Michaela Pagel, Assistant Professor, Columbia Business School: Fully Closed: Individual Responses to Paper Versus Realized Capital Gains and Losses

Time:2018-03-14 Print

Topic: Fully Closed: Individual Responses to Paper Versus Realized Capital Gains and Losses

Speaker: Michaela Pagel, Assistant Professor, Columbia Business School

Date: March 14th (Wednesday)

Time: 10:00-11:30am

Location: Building 4, Room 101

Language: English


We use transaction-level data for portfolio holdings and trades as well as account balances, income, and spending of a large sample of retail investors to explore how individuals respond to paper versus realized capital gains and losses.

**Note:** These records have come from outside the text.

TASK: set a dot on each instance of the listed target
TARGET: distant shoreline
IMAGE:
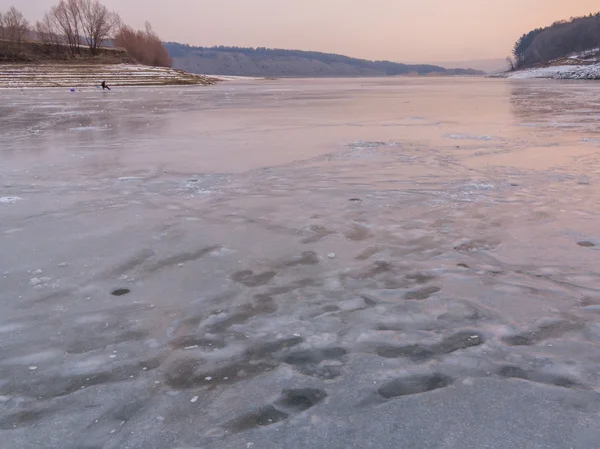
(81, 75)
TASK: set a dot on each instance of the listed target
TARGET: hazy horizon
(434, 31)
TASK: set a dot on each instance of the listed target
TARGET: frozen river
(323, 264)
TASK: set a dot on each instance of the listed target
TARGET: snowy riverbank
(88, 75)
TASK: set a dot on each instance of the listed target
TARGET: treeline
(557, 40)
(183, 51)
(76, 28)
(14, 30)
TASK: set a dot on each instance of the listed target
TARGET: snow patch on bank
(574, 72)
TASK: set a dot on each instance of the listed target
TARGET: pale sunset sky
(398, 30)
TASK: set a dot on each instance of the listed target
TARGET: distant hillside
(558, 40)
(236, 61)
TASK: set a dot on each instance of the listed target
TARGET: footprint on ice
(9, 199)
(120, 292)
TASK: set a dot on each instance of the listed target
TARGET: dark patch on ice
(188, 341)
(420, 278)
(180, 258)
(368, 253)
(91, 339)
(422, 293)
(308, 362)
(193, 372)
(417, 352)
(306, 258)
(515, 372)
(317, 233)
(262, 305)
(264, 416)
(586, 244)
(296, 401)
(295, 285)
(120, 292)
(314, 356)
(541, 333)
(357, 233)
(415, 384)
(269, 349)
(378, 267)
(20, 419)
(249, 279)
(290, 402)
(57, 386)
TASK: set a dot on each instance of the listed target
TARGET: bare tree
(97, 23)
(2, 29)
(48, 32)
(15, 27)
(510, 63)
(66, 17)
(144, 45)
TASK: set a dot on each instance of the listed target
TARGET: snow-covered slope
(576, 72)
(77, 75)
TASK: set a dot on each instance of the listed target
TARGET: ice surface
(301, 264)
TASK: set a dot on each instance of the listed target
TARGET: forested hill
(265, 62)
(559, 40)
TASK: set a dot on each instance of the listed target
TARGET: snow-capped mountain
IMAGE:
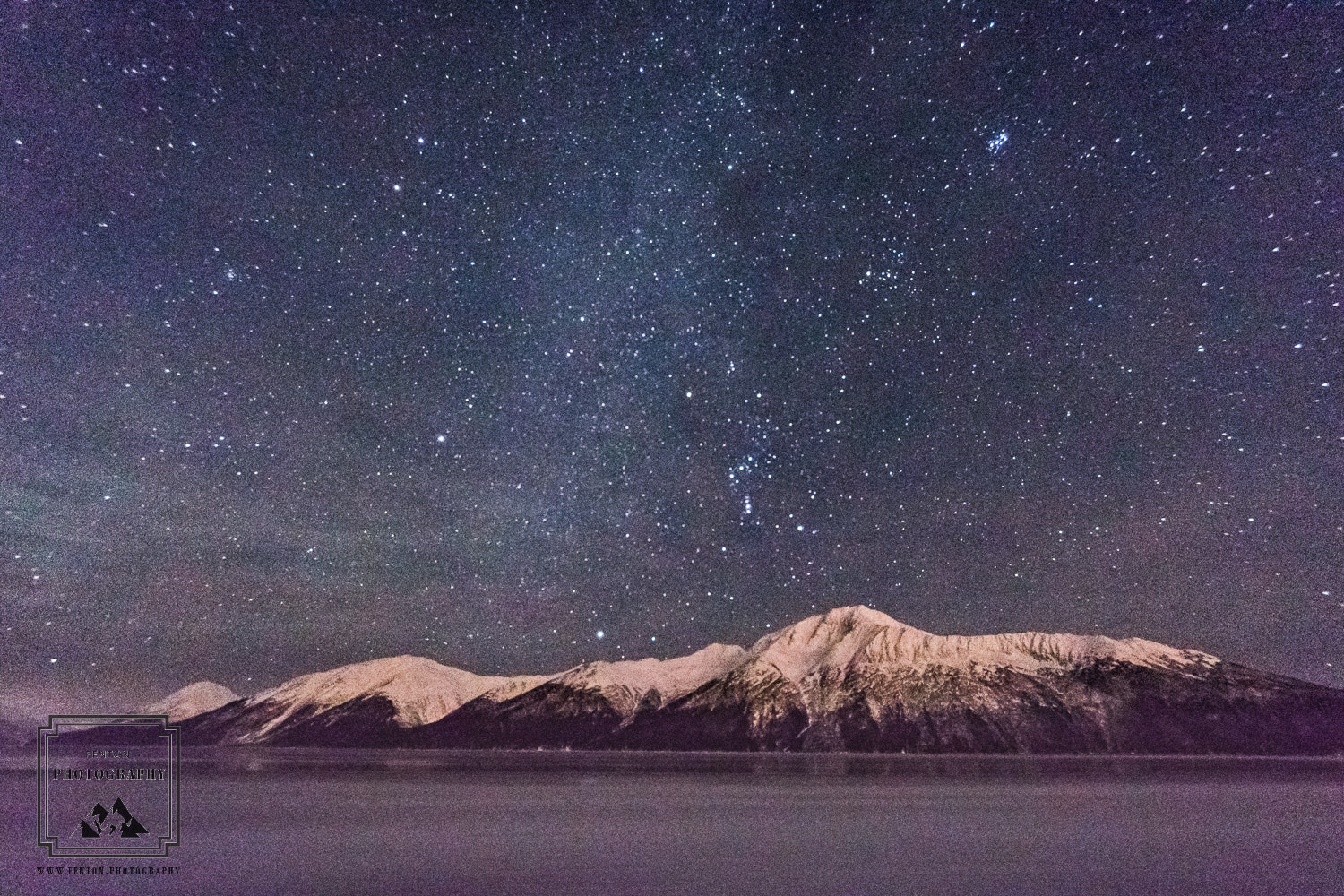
(851, 678)
(855, 678)
(191, 700)
(374, 700)
(578, 707)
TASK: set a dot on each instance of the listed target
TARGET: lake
(370, 821)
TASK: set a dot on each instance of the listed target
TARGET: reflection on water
(355, 821)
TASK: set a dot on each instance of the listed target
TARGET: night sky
(516, 336)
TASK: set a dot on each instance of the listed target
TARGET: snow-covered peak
(859, 637)
(421, 689)
(191, 700)
(513, 686)
(671, 677)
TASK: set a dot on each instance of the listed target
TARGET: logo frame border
(174, 732)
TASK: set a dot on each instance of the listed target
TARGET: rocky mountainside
(580, 707)
(362, 704)
(191, 700)
(852, 678)
(855, 678)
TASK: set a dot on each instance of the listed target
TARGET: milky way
(516, 336)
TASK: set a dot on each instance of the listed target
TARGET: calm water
(311, 821)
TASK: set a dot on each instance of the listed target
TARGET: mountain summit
(851, 678)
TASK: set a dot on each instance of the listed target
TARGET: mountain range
(849, 680)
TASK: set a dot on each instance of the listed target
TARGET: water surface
(367, 821)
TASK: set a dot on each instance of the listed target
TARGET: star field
(516, 336)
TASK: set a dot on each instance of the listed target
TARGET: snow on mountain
(851, 678)
(191, 700)
(860, 635)
(855, 678)
(625, 681)
(580, 705)
(421, 689)
(349, 704)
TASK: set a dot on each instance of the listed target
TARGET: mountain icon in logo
(118, 823)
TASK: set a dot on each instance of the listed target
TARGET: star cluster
(523, 335)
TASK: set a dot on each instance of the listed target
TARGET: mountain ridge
(849, 678)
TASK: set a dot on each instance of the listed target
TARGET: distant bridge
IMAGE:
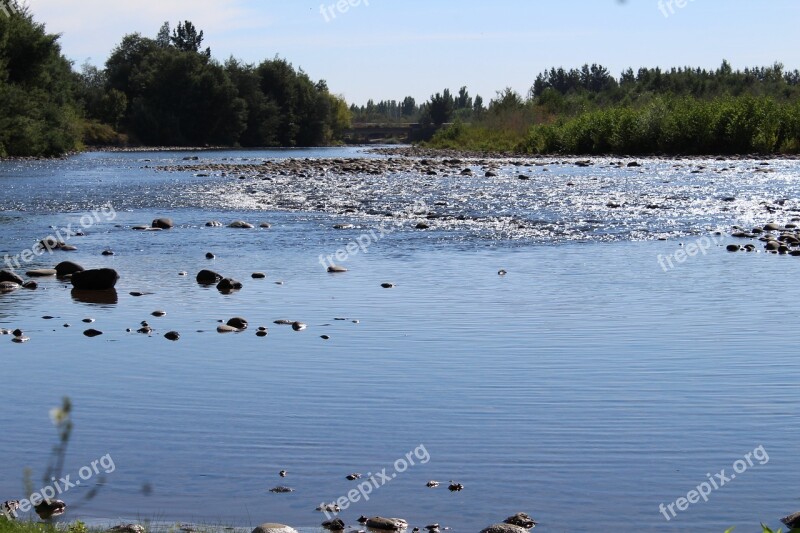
(375, 133)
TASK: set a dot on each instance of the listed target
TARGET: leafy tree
(441, 107)
(187, 39)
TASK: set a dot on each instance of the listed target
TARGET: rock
(337, 524)
(238, 323)
(208, 277)
(41, 273)
(229, 285)
(8, 286)
(163, 223)
(504, 528)
(7, 275)
(66, 268)
(101, 279)
(387, 524)
(50, 243)
(521, 520)
(274, 528)
(50, 508)
(240, 224)
(792, 521)
(127, 528)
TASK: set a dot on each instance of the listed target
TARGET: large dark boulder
(67, 268)
(208, 277)
(7, 275)
(163, 223)
(101, 279)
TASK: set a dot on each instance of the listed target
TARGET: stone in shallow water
(387, 524)
(504, 528)
(274, 528)
(41, 273)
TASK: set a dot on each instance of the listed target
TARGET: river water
(587, 386)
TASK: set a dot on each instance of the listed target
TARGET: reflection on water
(102, 298)
(584, 382)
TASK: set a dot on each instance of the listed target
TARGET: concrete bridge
(375, 133)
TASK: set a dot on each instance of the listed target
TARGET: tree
(187, 39)
(441, 108)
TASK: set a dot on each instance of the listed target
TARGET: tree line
(650, 111)
(165, 91)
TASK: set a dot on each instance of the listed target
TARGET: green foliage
(38, 114)
(729, 125)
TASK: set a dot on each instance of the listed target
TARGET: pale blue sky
(391, 48)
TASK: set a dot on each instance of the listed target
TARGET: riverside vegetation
(681, 111)
(169, 91)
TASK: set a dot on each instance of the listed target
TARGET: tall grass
(663, 125)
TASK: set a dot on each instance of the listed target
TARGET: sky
(389, 49)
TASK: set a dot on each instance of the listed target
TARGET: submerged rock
(228, 285)
(163, 223)
(208, 277)
(41, 272)
(387, 524)
(504, 528)
(7, 275)
(101, 279)
(8, 286)
(521, 520)
(240, 224)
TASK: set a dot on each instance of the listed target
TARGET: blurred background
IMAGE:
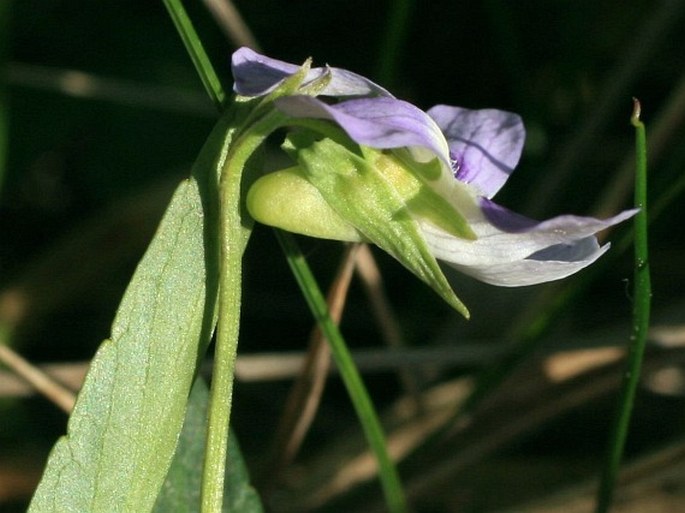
(102, 114)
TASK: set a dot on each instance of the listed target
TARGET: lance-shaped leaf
(123, 431)
(181, 490)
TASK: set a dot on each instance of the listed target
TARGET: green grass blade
(5, 11)
(641, 310)
(395, 36)
(193, 44)
(392, 488)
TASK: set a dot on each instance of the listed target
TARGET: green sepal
(360, 194)
(422, 200)
(287, 200)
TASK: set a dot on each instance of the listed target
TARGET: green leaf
(362, 196)
(123, 431)
(181, 490)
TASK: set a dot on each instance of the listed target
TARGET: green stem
(234, 232)
(641, 310)
(197, 53)
(392, 488)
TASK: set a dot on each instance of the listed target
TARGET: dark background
(85, 178)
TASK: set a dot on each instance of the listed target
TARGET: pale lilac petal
(485, 145)
(554, 263)
(256, 75)
(508, 239)
(381, 123)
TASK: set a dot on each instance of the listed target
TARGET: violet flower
(462, 157)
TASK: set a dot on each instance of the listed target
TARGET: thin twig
(37, 379)
(646, 41)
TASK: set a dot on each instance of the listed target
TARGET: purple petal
(256, 75)
(553, 263)
(485, 145)
(381, 123)
(510, 246)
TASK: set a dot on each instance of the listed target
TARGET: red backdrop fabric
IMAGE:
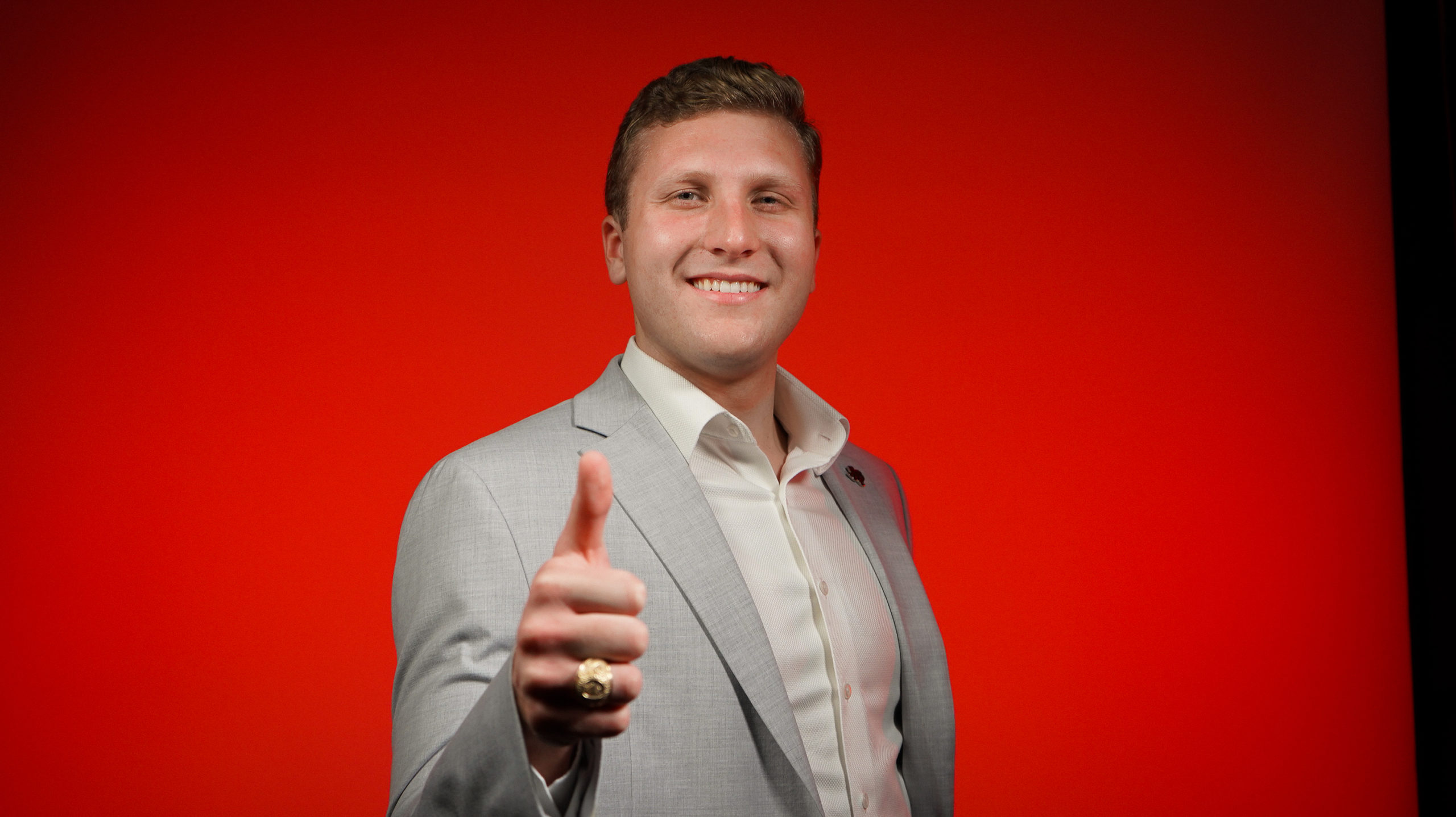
(1110, 284)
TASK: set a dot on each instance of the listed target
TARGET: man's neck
(749, 397)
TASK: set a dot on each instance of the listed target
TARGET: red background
(1108, 283)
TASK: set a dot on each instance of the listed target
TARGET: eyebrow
(765, 181)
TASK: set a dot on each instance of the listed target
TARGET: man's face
(719, 247)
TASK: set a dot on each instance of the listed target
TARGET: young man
(695, 496)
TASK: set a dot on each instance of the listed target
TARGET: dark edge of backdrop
(1423, 193)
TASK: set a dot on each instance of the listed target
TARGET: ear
(816, 257)
(612, 250)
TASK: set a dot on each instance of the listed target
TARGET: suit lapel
(654, 486)
(928, 715)
(854, 503)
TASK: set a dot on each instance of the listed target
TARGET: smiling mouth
(717, 286)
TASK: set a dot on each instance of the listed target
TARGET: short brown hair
(706, 86)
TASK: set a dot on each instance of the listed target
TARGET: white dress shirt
(819, 599)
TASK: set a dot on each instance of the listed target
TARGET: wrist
(549, 759)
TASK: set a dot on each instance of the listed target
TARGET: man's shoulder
(545, 439)
(867, 463)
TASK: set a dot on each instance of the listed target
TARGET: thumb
(589, 512)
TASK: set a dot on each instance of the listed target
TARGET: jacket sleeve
(458, 596)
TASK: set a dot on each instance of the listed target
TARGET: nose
(730, 230)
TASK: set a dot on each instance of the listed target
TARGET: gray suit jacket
(713, 732)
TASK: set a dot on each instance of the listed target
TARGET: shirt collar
(816, 430)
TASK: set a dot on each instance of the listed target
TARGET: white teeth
(715, 286)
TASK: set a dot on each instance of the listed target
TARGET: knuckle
(638, 637)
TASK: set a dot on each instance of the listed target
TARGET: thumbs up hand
(578, 608)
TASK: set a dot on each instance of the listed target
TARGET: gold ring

To identify the effects of realized gains and losses, we exploit plausibly exogenous mutual fund liquidations. Specifically, we estimate the marginal propensity to reinvest out of one dollar received from a forced sale event when the investor either achieved a capital gain or a loss relative to his or her initial investment. Theoretically, if individuals held optimized portfolios, the marginal propensity to reinvest out of forced liquidations should be 100% independent of realizing a gain or a loss. Individuals should just reinvest all of their liquidity immediately into a fund with similar characteristics. Empirically, individuals keep a share of their newly found liquidity in cash, save it, consume it, or reinvest it into different funds, stocks, or bonds. Moreover, individuals reinvest 89% if the forced sale resulted in a capital gain, but only 46% in the event of a loss. Such differential treatment of gains and losses is inconsistent with active rebalancing or tax considerations but consistent with mental accounting and the idea that individuals treat realized losses differently from paper losses.

About the speaker:

Michaela Pagel is an Assistant Professor at Columbia Business School. She received her Ph.D. from the Economics Department at UC Berkeley and works on topics in behavioral economics, household finance, and macroeconomics. Her dissertation focused on the consumption and investment implications of non-standard preferences. More specifically, she theoretically studied how decision-making is affected by people's beliefs about their consumption. Her current work analyzes transaction-level data on income, spending, balances, credit limits, and logins stemming from a financial aggregation app. Furthermore, she is working with bank account data linked to individual investors' security trades and portfolios.